Mormon leaders reported a child molester’s confession. Now his wife is suing the church for $9.5 million

WASHINGTON (DC)
Washington Post

January 9, 2020

By Antonia Noori Farzan

In recent years, prominent religious institutions have been dogged with accusations that they persistently covered up sexual abuse and failed to report heinous crimes.

But a new lawsuit makes the opposite argument, claiming that the Church of Jesus Christ of Latter-day Saints violated a child molester’s confidentiality by turning his confession over to the authorities.

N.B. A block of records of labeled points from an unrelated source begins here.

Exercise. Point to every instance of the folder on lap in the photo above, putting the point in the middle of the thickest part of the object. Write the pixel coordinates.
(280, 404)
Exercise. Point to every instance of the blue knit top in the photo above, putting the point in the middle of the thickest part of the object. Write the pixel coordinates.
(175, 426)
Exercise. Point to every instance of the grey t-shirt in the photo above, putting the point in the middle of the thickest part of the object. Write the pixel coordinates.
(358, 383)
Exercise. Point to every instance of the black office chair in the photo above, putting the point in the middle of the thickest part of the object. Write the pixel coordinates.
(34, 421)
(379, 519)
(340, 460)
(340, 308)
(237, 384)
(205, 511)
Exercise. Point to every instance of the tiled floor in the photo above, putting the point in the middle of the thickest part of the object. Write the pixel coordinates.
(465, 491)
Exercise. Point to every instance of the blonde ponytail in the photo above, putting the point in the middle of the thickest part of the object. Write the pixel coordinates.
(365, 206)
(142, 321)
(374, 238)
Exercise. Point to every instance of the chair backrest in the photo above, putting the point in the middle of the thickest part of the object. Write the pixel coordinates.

The $9.54 million suit was filed Friday by Kristine Johnson, whose husband, Timothy Samuel Johnson, is serving a 15-year prison sentence for sexually abusing a child. As the Salem Statesman Journal first reported, the lawsuit alleges that Johnson became aware of her husband’s misdeeds in 2016, but chose not to involve the police. Instead, the couple went to the leaders of their church ward in Stayton, Ore., so that the matter could be handled through Mormon doctrine.

“The Mormon Church is, for lack of a better word, a unique institution,” Bill Brandt, the attorney representing Kristine Johnson, told The Washington Post on Wednesday night. “They firmly believe that they can deal with their parishioners better than law enforcement.”

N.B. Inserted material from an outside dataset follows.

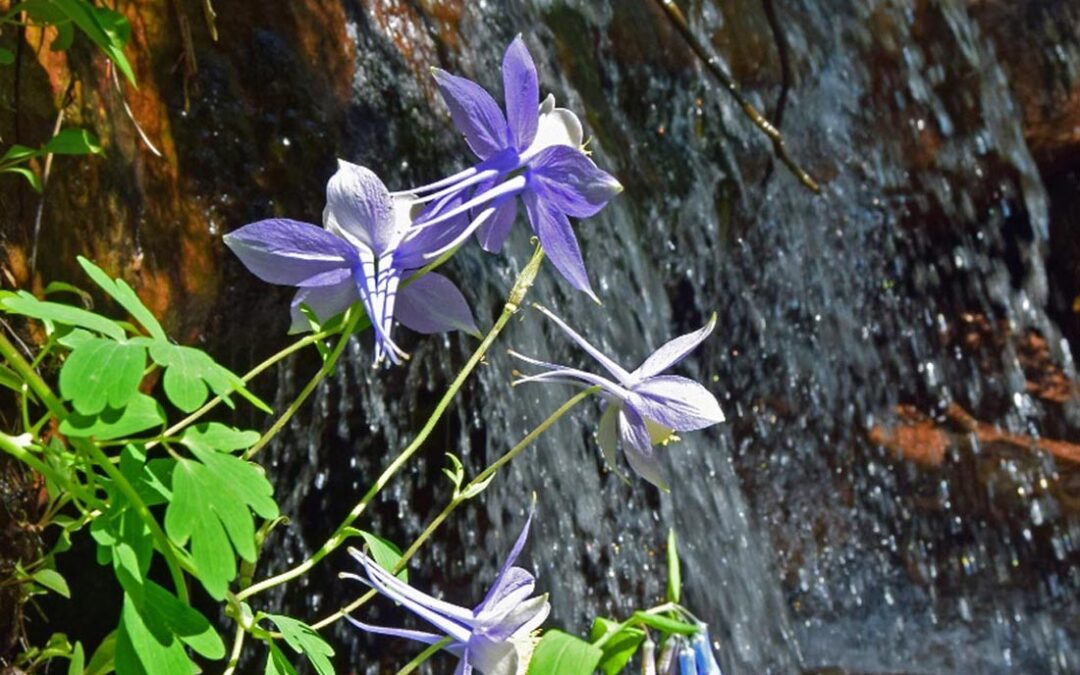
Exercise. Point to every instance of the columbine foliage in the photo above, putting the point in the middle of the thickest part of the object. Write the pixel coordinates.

Timothy Johnson, now 47, went before a council of lay clergy and confessed to the abuse so that he could begin the process of working toward absolution through “fairly intensive” spiritual counseling, Brandt said. But one member of the panel notified the authorities. In 2017, Johnson was arrested on charges of first-degree sodomy, sexual abuse and unlawful sexual penetration for sexually abusing a child under the age of 16. He pleaded guilty to four counts of second-degree sexual abuse the following year.